Early efforts to create human skin for grafting, especially onto burn victims, took the form of "spray-on skin" solutions (see Spray-On Skin Heals Ulcers). Science fiction writers had predicted this development a generation ago; see Philip K. Dick's 1960 story Dr. Futurity, and his idea for art-derm. Robert Heinlein wrote in his 1951 novel The Puppet Masters about surrogate skin.
But these alternatives are usually temporary, because they aren't fed from below like your real skin. You need vascularized, that is, skin with blood vessels tied into your circulatory system.
Cue the video.
Researchers at Rensselaer Polytechnic Institute have developed a way to 3D print living skin, complete with blood vessels. The advancement, published online today in Tissue Engineering Part A, is a significant step toward creating grafts that are more like the skin our bodies produce naturally.

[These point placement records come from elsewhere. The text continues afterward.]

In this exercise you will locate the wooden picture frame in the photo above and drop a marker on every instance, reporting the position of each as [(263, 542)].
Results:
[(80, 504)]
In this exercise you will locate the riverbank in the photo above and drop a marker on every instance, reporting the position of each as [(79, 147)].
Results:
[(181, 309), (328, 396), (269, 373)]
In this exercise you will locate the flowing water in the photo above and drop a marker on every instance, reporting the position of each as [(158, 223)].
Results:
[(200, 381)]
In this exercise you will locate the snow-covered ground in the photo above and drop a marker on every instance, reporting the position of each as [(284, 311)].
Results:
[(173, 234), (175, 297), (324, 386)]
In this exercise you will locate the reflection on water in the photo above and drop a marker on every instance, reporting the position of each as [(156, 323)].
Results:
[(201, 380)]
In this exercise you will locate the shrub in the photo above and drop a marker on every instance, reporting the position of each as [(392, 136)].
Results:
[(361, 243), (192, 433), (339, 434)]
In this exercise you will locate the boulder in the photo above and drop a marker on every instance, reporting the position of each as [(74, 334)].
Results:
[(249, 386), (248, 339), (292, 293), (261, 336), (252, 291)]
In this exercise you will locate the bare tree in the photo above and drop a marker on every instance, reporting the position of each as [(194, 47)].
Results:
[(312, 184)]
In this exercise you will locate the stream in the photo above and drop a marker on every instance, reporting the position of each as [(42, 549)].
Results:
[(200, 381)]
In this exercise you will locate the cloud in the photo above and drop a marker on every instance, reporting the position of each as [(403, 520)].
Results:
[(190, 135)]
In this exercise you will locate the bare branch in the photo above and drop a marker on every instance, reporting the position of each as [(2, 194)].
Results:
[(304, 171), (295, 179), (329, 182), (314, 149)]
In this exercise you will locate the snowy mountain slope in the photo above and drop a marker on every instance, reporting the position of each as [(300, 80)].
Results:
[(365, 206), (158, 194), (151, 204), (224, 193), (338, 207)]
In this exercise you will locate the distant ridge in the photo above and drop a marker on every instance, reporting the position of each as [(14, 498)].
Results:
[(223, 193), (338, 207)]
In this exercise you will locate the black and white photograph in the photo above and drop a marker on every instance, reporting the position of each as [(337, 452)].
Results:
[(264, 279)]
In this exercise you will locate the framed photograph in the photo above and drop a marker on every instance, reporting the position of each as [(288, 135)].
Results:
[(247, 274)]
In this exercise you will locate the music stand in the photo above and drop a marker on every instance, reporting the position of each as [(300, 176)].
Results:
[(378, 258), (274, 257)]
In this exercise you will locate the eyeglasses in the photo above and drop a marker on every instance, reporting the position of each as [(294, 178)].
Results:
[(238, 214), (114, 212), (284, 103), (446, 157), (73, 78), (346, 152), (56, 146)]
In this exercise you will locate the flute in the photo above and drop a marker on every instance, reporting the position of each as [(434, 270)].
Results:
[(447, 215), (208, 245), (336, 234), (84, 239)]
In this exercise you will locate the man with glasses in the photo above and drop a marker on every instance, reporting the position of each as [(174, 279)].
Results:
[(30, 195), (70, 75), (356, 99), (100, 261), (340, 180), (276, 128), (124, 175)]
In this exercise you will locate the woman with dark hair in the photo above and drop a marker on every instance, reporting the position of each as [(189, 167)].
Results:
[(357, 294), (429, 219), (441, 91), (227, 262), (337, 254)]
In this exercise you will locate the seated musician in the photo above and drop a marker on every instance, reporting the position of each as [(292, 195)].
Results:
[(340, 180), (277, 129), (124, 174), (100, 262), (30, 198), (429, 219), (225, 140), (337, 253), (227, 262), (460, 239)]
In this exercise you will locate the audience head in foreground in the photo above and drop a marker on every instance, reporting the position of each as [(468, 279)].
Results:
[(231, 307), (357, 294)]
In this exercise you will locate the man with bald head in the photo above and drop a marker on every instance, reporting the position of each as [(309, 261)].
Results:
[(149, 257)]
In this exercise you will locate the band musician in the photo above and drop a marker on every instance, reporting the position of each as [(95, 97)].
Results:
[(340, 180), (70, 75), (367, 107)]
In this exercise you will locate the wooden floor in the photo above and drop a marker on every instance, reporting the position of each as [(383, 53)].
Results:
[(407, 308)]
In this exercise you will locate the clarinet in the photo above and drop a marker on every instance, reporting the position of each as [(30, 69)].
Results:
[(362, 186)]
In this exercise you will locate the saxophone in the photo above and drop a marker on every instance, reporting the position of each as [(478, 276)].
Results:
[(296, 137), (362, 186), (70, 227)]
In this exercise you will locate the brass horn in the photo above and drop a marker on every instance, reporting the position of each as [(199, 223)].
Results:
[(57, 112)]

“Right now, whatever is available as a clinical product is more like a fancy Band-Aid,” said Pankaj Karande, an associate professor of chemical and biological engineering and member of the Center for Biotechnology and Interdisciplinary Studies (CBIS), who led this research at Rensselaer. “It provides some accelerated wound healing, but eventually it just falls off; it never really integrates with the host cells.”
In this paper, the researchers show that if they add key elements — including human endothelial cells, which line the inside of blood vessels, and human pericyte cells, which wrap around the endothelial cells — with animal collagen and other structural cells typically found in a skin graft, the cells start communicating and forming a biologically relevant vascular structure within the span of a few weeks.
Science fiction fans have been chafing over the relatively slow growth of the artificial skin industry. In Frank Herbert's 1977 novel The Dosadi Experiment, BuSab agent Jorx X. McKie routinely packed some uniflesh, with attached mediskin, for purposes of creating a disguise.
This bioprinter reminds me of what appears to be a similar device from the 1997 movie Starship Troopers, which is loosely based on the 1959 Robert Heinlein novel of the same name.